Some Great Sightings By the Wildlife Paparazzi
In Kruger National Park
It was with great pleasure we learnt that during this festive season, the Park was again packed with wildlife enthusiasts. South Africans as usual drove in flocks to their favourite place to spend their school holidays, as well as people from other southern African countries, and of course visitors from all over the world who also came to enjoy one of the best wilderness sanctuaries on Earth.
This is great news for South African wildlife tourism and we take our hats off to everybody in Sanparks who, one way or another, has contributed to such tremendous success. This also includes the thirsty local tortoise we met between Satara Camp and Orpen gate putting on a show as it enjoyed drinking fresh rain water in the middle of the road.
We were lucky again in the southern area of the park. As we drove through Malelane gate and took the S114 dirt road, we noticed three vehicles parked just a couple of hundred metres ahead and by them a pack of wild dogs lying on the side of the road. It was our first time to meet these amazing African painted wolves in such a relaxed manner thus giving us a unique opportunity to get amazing photos and video footage.

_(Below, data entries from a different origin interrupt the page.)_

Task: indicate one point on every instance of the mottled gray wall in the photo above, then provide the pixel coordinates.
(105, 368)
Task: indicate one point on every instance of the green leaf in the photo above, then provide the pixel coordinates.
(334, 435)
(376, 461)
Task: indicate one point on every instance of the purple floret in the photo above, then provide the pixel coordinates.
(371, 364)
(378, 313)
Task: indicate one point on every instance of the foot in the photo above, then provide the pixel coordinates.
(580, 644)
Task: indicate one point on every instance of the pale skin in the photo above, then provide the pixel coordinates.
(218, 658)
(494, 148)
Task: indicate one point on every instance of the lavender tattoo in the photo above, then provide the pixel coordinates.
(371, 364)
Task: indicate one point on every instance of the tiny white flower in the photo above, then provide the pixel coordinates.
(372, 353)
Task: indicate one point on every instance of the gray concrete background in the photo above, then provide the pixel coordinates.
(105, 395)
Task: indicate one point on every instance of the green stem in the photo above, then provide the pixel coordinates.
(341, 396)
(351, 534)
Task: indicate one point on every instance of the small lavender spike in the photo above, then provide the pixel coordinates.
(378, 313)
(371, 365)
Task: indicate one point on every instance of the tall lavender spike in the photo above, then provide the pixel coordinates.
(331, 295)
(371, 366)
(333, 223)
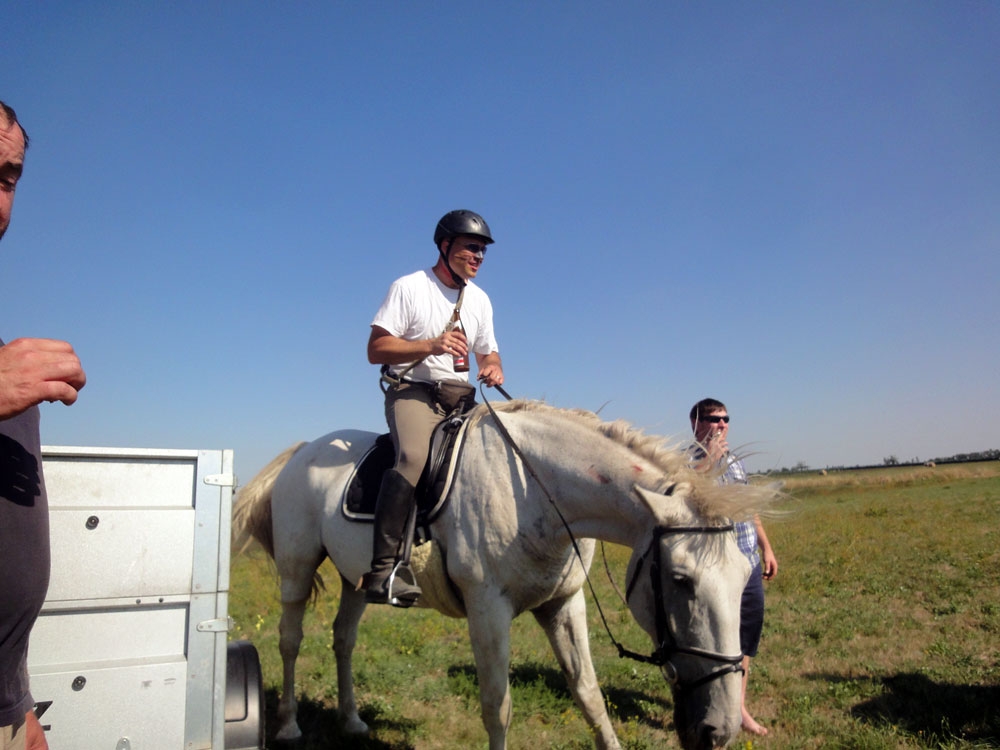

We spent over an hour just watching the seven adults and five yearlings doing their thing like nobody was around. I assure you that anybody, with a simple digital or colour film camera, could have taken such amazing images as the one shown here. This was one of those magical shots that has taken a lifetime to get!
On our way to Orpen gate we sometimes take the dirt road through the beautiful Talamati bushveld camp. We enjoy driving through this unique savanna landscape, especially when the lilies are blooming during the early rainy season. On this particular trip we were extra lucky to find lions mating in the open, right by the water hole.
Again this was a fortunate encounter as they were just a few metres from our vehicle, therefore offering great photo and video opportunities. As we watched them for over an hour, we observed that they mated every 20 minutes or so.
Reading from a field book, we learned that for every cub that survives to be a year old, lions copulate an estimated 3000 times! We feel very grateful to have met "real" wild lions like these in the Kruger National Park. They have been in this pristine wilderness area since time immemorial, and we hope they will remain free, forever.